CC -fopenmp -x hip -std=c++11 -D__HIP_ROCclr__ --rocm-path=${ROCM_PATH} source.cpp
HIPCC and MPI
When compiling an MPI-parallel code with hipcc
instead of a compiler
wrapper, the path to the Cray MPI library include directory should be
passed explicitly, or set as part of the CXXFLAGS
environment
variable, as:
-I${CRAY_MPICH_DIR}/include
MPI library directories should also be passed to hipcc
, or set as
part of the LDFLAGS
environment variable prior to compiling, as:
-L${CRAY_MPICH_DIR}/lib ${PE_MPICH_GTL_DIR_amd_gfx90a}
Finally the MPI library should be linked explicitly, or set as part of
the LIBS
environment variable prior to linking, as:
-lmpi ${PE_MPICH_GTL_LIBS_amd_gfx90a}
Cmake
Documentation about integrating rocm with cmake can be found here.
GPU-aware MPI
Need to set an environment variable to enable GPU support in cray-mpich
:
export MPICH_GPU_SUPPORT_ENABLED=1
No additional or alternative MPI modules need to be loaded instead of the default cray-mpich
module.
This supports GPU-GPU transfers:
- Inter-node via GPU-NIC RDMA
- Intra-node via GPU Peer2Peer IPC
Be aware that on these nodes there are only two PCIe network cards in each node and they may not be in the same memory region to a given GPU. Therefore NUMA effects are to be expected in multi-node communication. More detail on this is provided below.
Libraries
In order to access the GPU-accelerated version of Cray's LibSci maths libraries, a new module has been provided:
cray-libsci_acc
With this module loaded, documentation can be viewed using the command man intro_libsci_acc
.
Additionally a number of libraries are provided as part of the rocm
module.
Python Environment
The cray-python
module can be used as normal for the GPU partition with mpi4py
package that is installed by default. mpi4py
uses cray-mpich
under the hood and in the same way as the CPU compute nodes.
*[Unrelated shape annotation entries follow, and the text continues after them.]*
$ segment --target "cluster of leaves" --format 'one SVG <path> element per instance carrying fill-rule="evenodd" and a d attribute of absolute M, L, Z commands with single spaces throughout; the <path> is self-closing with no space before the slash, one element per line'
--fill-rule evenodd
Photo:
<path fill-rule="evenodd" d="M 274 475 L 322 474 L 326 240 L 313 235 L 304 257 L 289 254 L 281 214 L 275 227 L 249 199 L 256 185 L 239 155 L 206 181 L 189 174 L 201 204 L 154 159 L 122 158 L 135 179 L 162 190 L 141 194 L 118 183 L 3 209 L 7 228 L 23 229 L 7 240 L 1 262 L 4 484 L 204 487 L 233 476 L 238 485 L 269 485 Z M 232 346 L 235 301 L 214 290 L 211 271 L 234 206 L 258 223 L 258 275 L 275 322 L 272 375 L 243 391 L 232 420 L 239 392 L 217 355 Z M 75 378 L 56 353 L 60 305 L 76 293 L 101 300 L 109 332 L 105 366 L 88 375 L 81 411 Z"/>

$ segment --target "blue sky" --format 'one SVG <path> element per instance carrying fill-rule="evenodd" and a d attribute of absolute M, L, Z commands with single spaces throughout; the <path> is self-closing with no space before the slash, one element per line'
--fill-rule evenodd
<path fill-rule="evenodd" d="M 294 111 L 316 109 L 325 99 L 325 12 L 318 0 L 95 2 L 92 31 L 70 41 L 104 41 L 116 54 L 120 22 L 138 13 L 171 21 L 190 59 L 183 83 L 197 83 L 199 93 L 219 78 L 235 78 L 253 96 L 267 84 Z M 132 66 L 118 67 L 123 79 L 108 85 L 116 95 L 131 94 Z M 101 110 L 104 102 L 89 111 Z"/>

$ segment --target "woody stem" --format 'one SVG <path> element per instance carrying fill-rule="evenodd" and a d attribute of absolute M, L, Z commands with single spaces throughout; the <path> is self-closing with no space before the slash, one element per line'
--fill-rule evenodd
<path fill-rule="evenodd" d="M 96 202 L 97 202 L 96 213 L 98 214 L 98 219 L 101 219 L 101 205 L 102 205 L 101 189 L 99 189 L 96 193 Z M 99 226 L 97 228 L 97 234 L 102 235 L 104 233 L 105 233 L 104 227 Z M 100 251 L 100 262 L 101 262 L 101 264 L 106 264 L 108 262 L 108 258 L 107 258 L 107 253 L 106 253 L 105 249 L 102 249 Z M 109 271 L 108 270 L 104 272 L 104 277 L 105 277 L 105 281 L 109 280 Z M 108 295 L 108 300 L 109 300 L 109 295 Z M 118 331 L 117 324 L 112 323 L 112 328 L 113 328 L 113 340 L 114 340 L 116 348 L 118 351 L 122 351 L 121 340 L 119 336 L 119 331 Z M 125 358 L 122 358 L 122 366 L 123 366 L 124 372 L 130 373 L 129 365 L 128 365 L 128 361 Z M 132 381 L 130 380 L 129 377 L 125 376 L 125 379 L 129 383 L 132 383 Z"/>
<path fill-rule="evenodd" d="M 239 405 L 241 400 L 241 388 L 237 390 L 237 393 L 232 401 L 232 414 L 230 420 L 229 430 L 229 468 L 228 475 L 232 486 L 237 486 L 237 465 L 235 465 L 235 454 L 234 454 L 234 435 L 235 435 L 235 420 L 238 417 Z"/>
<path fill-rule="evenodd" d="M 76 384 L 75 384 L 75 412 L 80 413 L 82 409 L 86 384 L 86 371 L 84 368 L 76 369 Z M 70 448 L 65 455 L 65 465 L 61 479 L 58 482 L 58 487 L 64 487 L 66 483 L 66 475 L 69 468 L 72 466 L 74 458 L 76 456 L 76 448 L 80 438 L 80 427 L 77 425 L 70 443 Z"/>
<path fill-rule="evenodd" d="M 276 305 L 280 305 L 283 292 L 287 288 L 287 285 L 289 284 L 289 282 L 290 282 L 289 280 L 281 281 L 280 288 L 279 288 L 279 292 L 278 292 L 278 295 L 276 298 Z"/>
However unless specifically compiled for GPU-GPU communication certain python packages/frameworks that try to take advantage of the fast links between GPUs by calling MPI on GPU pointers may have issues. To set the environment correctly for a given python program the following snippet can be added to load the required libmpi_gtl_hsa
library:
from os import environ
if environ.get("MPICH_GPU_SUPPORT_ENABLED", False):
from ctypes import CDLL, RTLD_GLOBAL
CDLL(f"{environ.get('CRAY_MPICH_ROOTDIR')}/gtl/lib/libmpi_gtl_hsa.so", mode=RTLD_GLOBAL)
from mpi4py import MPI
Supported software
The ARCHER2 GPU development platform is intended for code development, testing and experimentation and will not have supported centrally installed versions of codes as is the case for the standard ARCHER2 CPU compute nodes. However some builds are being made available to users by members of CSE to under a best effort approach to support the community.
Codes that have modules targeting GPUs are:
Note
Will be filled out as applications are compiled and made available.
Running jobs on the GPU nodes
To run a GPU job, you must specify a GPU partition and a
quality of service (QoS) as well as the number of GPUs required. You
specify the number of GPU cards you want per node using the --gpus=N
option, where N
is typically 1, 2 or 4.
Note
As there are 4 GPUs per node, each GPU is associated with 1/4 of the resources of the node, i.e., 8 of 32 physical cores and roughly 128 GiB of the total 512 GiB host memory.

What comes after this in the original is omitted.